Illustrative image. (Twitter)
Mike Snelle, The Independent
The Gobi desert is hot. Too hot. Batu, our guide, is wearing a coat and gloves. He gestures to a rock formation on the horizon. Nick Cage dinosaur, he says, enthusiastically. James looks at me and shrugs. We’ve no way of knowing if it’s the real dig site or not, and in the heat and dust, I’ve kind of forgotten why we care.
Forty eight hours earlier it had seemed essential that we visit Mongolia and find the precise location where the Tyrannosaurus skull was discovered that was later smuggled out of the country, and subsequently sold to the movie star Nicolas Cage for $276,000. Americans, Batu sighs, they love to steal dinosaurs.
We’re in Mongolia looking for clues in the hunt for our own dinosaur, which has gone missing. We acquired the 50-million-year-old Thesceloraurus skeleton two years earlier at the Tuscon Fossil and Gem show, but sometime between our paying for it and it being delivered, it had disappeared. Someone, it seemed, had stolen our dinosaur.
One of the largely but not entirely discredited early theories about its whereabouts was as follows; a high-ranking member of the Sinaloa drug cartel, using his US lawyer as an intermediary, had negotiated the purchase of our dinosaur as a birthday gift for his youngest son, who was obsessed with the Jurassic Park films.
The dealer who had originally sold us the skeleton had not only received a far higher offer, but also one he felt was unwise to refuse. The cartel member in question was now incarcerated whilst awaiting trial in the US, and we were told that our best bet at being reunited with our dinosaur might be to wait until his case was over, when his properties would be confiscated by the Mexican authorities, which might take several years.
Unsatisfied by the idea of such a long wait for answers, we spent a few months doing some investigating of our own. Our efforts eventually led us to the back room of a New York gallery, where our US gallerist, Bernie Chase, had brokered a meeting with the aforementioned lawyer. After a minder confiscated our phones, he politely explained that his client did indeed have a son, Teo, who was obsessed with dinosaurs, but that the theory couldn’t possibly be true, because his client would never have bought a herbivore.

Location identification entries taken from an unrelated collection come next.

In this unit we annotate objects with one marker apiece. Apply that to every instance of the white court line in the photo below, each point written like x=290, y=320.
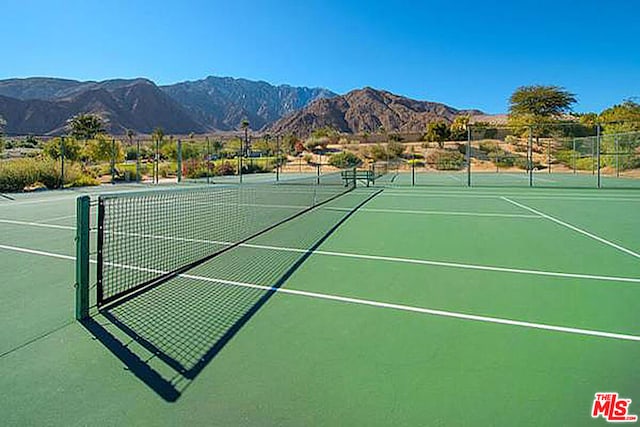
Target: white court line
x=452, y=213
x=497, y=195
x=35, y=252
x=44, y=221
x=573, y=227
x=377, y=304
x=48, y=200
x=371, y=257
x=36, y=224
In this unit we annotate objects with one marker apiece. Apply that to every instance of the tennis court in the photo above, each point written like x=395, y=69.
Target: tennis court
x=387, y=304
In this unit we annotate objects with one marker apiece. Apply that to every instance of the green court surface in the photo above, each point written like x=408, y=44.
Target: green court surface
x=394, y=305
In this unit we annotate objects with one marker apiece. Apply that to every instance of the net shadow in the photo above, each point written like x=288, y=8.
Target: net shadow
x=169, y=333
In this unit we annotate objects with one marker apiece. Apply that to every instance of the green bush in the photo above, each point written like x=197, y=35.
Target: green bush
x=344, y=160
x=488, y=146
x=446, y=160
x=18, y=174
x=224, y=168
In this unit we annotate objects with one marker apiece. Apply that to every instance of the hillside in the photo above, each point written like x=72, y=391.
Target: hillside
x=223, y=102
x=366, y=110
x=123, y=104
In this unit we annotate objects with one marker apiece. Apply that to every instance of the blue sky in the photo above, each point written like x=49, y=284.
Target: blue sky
x=468, y=54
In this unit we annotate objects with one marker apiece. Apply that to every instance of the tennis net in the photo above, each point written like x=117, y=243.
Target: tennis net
x=145, y=238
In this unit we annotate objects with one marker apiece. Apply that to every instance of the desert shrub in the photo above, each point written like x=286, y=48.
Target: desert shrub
x=585, y=163
x=223, y=168
x=344, y=160
x=53, y=148
x=488, y=146
x=395, y=149
x=18, y=174
x=445, y=160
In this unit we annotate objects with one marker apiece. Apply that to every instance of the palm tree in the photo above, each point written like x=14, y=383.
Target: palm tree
x=85, y=126
x=157, y=136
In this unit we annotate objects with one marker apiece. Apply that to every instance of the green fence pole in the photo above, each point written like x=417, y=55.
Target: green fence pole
x=83, y=209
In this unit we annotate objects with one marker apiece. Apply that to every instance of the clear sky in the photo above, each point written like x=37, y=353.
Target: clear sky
x=468, y=54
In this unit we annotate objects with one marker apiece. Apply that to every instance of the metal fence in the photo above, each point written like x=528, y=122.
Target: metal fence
x=527, y=157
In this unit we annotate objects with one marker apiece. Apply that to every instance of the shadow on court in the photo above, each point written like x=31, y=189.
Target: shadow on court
x=168, y=334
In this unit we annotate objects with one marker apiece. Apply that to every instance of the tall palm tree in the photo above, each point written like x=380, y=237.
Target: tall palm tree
x=157, y=136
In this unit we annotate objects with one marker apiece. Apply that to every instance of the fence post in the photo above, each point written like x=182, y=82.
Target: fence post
x=179, y=166
x=598, y=153
x=83, y=209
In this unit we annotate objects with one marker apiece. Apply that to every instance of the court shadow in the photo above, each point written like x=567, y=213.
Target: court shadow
x=169, y=333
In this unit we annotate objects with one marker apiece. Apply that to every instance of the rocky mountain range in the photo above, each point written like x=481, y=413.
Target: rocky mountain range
x=223, y=102
x=42, y=106
x=367, y=110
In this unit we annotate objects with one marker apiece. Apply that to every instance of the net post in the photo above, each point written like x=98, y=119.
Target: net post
x=113, y=161
x=278, y=154
x=598, y=152
x=575, y=157
x=83, y=209
x=179, y=160
x=138, y=160
x=530, y=156
x=617, y=146
x=62, y=154
x=208, y=159
x=468, y=156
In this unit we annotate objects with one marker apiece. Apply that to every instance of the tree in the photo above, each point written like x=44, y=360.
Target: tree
x=437, y=132
x=458, y=129
x=53, y=148
x=245, y=126
x=395, y=149
x=344, y=160
x=540, y=103
x=103, y=149
x=85, y=126
x=216, y=147
x=623, y=117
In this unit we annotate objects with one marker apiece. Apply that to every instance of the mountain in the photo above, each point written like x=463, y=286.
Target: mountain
x=42, y=106
x=223, y=102
x=366, y=110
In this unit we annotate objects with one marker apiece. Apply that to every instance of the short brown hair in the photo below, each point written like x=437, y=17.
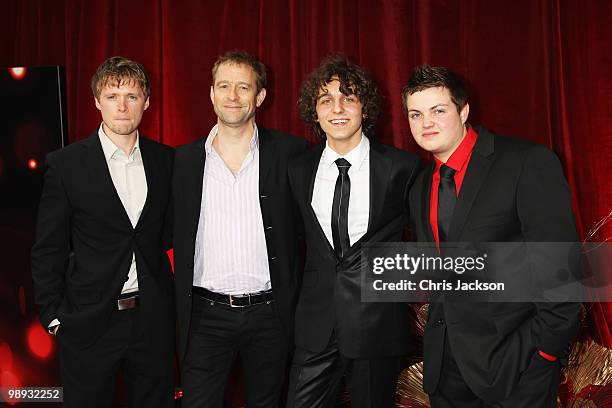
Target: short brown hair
x=117, y=71
x=425, y=77
x=240, y=57
x=353, y=80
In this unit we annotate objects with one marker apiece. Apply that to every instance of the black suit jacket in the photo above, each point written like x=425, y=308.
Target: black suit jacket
x=277, y=210
x=330, y=295
x=513, y=191
x=85, y=241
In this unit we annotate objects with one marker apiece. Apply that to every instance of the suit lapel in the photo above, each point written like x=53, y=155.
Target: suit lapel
x=100, y=176
x=426, y=202
x=267, y=150
x=311, y=165
x=477, y=172
x=150, y=176
x=380, y=171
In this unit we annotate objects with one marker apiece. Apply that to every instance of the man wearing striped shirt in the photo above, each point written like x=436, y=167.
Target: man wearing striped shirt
x=235, y=244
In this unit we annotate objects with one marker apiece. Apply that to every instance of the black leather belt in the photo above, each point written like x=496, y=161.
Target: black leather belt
x=127, y=301
x=249, y=299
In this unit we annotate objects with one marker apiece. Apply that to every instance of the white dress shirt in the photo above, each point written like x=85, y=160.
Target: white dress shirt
x=359, y=199
x=127, y=172
x=231, y=256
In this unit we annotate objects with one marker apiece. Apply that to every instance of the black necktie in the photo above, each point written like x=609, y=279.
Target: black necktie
x=342, y=193
x=447, y=197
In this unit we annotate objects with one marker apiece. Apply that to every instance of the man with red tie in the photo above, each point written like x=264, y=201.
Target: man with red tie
x=483, y=187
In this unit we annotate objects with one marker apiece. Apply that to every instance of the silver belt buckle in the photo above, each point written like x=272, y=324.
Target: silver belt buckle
x=232, y=300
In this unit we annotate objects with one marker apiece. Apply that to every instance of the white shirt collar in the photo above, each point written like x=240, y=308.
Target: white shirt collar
x=213, y=133
x=356, y=156
x=110, y=149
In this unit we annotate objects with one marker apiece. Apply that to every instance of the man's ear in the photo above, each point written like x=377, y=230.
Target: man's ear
x=260, y=97
x=465, y=112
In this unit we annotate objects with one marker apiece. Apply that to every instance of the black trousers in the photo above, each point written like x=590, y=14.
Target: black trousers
x=89, y=376
x=316, y=379
x=217, y=334
x=537, y=387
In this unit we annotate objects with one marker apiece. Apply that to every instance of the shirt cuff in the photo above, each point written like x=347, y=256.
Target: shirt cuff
x=51, y=327
x=546, y=356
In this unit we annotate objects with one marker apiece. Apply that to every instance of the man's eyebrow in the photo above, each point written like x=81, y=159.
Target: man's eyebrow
x=438, y=105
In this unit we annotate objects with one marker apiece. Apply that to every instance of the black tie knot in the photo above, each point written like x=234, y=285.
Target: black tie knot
x=343, y=166
x=446, y=172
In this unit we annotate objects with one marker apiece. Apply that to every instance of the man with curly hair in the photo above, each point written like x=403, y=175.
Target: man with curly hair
x=350, y=191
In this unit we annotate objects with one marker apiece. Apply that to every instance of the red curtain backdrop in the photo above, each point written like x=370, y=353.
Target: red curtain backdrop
x=540, y=70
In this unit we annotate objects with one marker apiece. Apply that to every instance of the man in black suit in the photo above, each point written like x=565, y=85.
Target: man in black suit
x=483, y=187
x=235, y=244
x=350, y=191
x=102, y=279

Secondly, a well-known Australian movie star, having recently purchased a Mosasaur skull from Leonardo DiCaprio, had developed an obsession with collecting dinosaurs, and had been offering previously unheard of amounts of money for good specimens. He’d allegedly paid a record $1.5m for a Triceratops skull, and there was a good chance he’d come across our Thescelosaurus, and gazumped us. Emails and phone calls to the actor’s agent went unanswered.
No closer to a definitive answer of what had happened to our dinosaur, in February this year we travelled back to Tucson, to dig a little deeper.
In a world full of discovery and adventure, it seemed that the possibilities of what had happened to our skeleton were exciting and endless, but one collector told us the answer was likely less glamorous — the seller had simply reneged on our agreement. The market for dinosaur bones has never been hotter, and in a hot market, greed trumps handshakes.
In October 2020, a Tyrannosaurus Rex skeleton, discovered and excavated by Pete Larson and his team at Black Hills Institute, sold at Christies for $31.8m, and in May of this year, a chicken-sized Velociraptor made $12.4m. With dinosaurs making such huge sums of money, perhaps the seller of ours simply got a better offer.
Back at our hotel in Ulaanbaatar, James and I drink fresh Chatsarganii juice, and sit in exhausted silence. I’m beginning to accept that we might never see our dinosaur again, and that its whereabouts might forever remain a mystery. Since childhood I’d always wanted to find a dinosaur, and the next best thing, as an adult, was to own one. I guess in some strange way, for a brief time, I had owned one.